There are actually two different types of FOR loops included in C#. The first is the basic for iteration loop. The following code shows an example of a basic for iteration loop:

for(int i = 0; i < 100; i++)
{
Console.WriteLine(i.ToString());
}

Now, let’s dissect this a little bit so you can understand what’s going on here. The first thing done in this for loop is to declare the variable i as n integer and initialize it to 0. This is shown in the code above by “int I = 0”. This variable is often called the ITERATOR variable. The next piece is a comparison operation. As you should already know, comparison operations are Boolean operations that result in a true or a false. In this case, the comparison operation is represented by “i < 100”. This is telling the for loop to continue until the value of the variable i is equal to or greater than 100. Finally, “i++” tells the for loop to increment the value of i with each iteration. The only thing I haven’t explained is what’s contained within the for loop, “Console.WriteLine(i.ToString());”, this is the code to be executed on each iteration of the loop. In this case, we are outputting the value of i to the console window. Now that we’ve covered a basic for iteration loop, let’s take a quick peek at another for loop, the FOREACH iteration loop. Let’s say we have a list of integers:

List theList = newList();

Now we can write this:

foreach(List val in theList)
{
Console.WriteLine(val.ToString());
}

This is entirely different from the basic FOR iteration loop in that we aren’t declaring an iterator variable. This will parse through the entire list of integers one at a time and perform the necessary code on each. The benefit to the FOREACH loop is that we don’t have to determine how many elements are in the list, but we do have to have a list to parse through. The basic FOR loop doesn’t necessarily require a list to parse through, as is the case in the example I provided above. There is a caveat to be warned about when using a FOREACH loop.
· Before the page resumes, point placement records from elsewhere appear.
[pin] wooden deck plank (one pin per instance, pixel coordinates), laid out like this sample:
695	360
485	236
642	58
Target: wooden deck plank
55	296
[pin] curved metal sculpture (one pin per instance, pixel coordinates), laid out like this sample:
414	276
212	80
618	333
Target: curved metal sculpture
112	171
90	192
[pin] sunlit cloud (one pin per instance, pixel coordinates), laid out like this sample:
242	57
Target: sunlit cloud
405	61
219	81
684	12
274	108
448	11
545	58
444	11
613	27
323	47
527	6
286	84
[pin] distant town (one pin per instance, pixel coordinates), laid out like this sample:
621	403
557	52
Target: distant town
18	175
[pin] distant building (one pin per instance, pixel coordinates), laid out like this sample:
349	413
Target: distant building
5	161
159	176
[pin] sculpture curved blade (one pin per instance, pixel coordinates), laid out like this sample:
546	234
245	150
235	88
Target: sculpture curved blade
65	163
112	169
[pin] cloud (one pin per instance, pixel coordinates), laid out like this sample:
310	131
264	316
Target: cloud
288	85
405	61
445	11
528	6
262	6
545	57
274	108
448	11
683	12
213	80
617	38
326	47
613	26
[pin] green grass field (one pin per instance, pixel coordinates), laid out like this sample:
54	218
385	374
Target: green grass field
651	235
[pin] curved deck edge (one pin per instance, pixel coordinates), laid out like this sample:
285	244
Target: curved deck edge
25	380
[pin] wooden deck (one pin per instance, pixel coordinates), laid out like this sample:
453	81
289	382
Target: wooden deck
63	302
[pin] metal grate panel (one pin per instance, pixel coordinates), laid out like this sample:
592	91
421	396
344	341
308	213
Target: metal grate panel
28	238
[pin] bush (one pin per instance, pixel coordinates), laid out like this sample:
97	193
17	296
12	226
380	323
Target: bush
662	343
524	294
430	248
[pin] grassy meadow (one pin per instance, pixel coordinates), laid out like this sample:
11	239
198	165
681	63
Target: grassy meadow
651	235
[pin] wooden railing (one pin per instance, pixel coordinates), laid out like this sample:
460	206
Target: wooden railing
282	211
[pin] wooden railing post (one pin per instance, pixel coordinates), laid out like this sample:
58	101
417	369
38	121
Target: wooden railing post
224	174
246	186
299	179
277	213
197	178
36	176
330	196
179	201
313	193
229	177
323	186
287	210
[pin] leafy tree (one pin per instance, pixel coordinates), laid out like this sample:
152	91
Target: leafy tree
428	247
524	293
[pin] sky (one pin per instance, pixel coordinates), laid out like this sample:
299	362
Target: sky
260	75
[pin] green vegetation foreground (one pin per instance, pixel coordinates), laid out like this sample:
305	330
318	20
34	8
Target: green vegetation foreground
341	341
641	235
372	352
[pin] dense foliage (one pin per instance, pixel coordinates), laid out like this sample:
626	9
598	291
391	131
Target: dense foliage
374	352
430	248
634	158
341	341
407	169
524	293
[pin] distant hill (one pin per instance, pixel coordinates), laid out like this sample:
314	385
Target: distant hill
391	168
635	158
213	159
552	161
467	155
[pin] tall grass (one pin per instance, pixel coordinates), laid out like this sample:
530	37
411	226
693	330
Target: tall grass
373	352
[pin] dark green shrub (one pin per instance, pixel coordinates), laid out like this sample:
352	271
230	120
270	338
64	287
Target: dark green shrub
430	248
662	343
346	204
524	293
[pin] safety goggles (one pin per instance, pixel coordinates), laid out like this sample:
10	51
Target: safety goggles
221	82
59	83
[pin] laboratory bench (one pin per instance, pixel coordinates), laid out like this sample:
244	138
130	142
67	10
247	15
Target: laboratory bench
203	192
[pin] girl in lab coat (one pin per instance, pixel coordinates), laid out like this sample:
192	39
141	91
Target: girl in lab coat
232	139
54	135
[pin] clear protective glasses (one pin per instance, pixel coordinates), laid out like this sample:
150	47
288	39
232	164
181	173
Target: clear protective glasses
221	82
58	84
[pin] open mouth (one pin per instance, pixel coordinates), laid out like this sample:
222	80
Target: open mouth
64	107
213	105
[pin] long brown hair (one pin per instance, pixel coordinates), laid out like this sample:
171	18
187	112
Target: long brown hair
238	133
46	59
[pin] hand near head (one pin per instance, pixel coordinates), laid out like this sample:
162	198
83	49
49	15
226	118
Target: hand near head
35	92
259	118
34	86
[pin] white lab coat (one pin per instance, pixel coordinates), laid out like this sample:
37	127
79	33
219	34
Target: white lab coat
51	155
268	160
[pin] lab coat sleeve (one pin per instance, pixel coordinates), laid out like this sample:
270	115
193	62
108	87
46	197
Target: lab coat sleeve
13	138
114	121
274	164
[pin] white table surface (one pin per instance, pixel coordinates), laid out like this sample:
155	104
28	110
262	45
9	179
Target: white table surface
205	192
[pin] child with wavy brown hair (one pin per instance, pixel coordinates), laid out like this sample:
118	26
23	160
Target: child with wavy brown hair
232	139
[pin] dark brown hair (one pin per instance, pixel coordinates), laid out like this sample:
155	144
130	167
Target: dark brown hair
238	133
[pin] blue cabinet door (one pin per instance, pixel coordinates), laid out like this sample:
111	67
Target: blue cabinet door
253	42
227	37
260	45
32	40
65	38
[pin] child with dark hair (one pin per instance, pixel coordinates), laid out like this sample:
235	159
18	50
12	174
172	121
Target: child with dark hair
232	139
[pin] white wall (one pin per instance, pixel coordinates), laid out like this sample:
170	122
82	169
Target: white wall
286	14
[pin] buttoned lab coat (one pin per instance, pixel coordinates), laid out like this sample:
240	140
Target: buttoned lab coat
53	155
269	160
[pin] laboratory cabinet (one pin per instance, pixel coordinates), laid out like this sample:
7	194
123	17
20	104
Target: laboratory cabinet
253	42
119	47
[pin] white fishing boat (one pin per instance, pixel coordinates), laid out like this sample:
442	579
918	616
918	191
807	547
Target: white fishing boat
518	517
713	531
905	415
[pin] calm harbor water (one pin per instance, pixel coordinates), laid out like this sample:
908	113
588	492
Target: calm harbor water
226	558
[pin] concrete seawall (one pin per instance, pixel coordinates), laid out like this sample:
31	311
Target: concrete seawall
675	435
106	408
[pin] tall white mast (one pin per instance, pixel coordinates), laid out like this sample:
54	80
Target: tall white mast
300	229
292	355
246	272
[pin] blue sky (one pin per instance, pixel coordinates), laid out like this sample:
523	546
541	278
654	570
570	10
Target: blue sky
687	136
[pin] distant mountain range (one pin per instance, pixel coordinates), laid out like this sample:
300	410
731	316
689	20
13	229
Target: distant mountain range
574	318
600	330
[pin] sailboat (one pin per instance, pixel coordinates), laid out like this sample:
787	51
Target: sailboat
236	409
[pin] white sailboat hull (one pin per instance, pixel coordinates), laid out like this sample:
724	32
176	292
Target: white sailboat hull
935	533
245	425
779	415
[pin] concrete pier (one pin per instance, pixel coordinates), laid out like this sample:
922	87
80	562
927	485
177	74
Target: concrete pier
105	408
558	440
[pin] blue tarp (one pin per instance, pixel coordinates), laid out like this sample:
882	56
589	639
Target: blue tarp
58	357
If you add or remove elements from within the list while it is being parsed by the FOREACH loop, it will cause an error. To avoid this error, anytime you know you will be modifying the list, you should use the basic FOR loop instead. Using our previous list of integers, the following is an example of this:

for(int i = 0; i < theList.Count; i++)
{
Console.WriteLine(theList[i].ToString());
theList.RemoveAt(i);
}

There are several things you’ll notice about this example that is slightly different from previous examples. First, instead of only going to 100, we’re getting a count of the elements from theList. This is to avoid certain potentially fatal memory leaks or errors. Secondly, we’re accessing the value using it’s index, which is shown by “theList[i]”. The variable i, in this case, is being used as the index value. NOTE: List<> used in this tutorial is a generic collection type found in System.Collections.Generic namespace.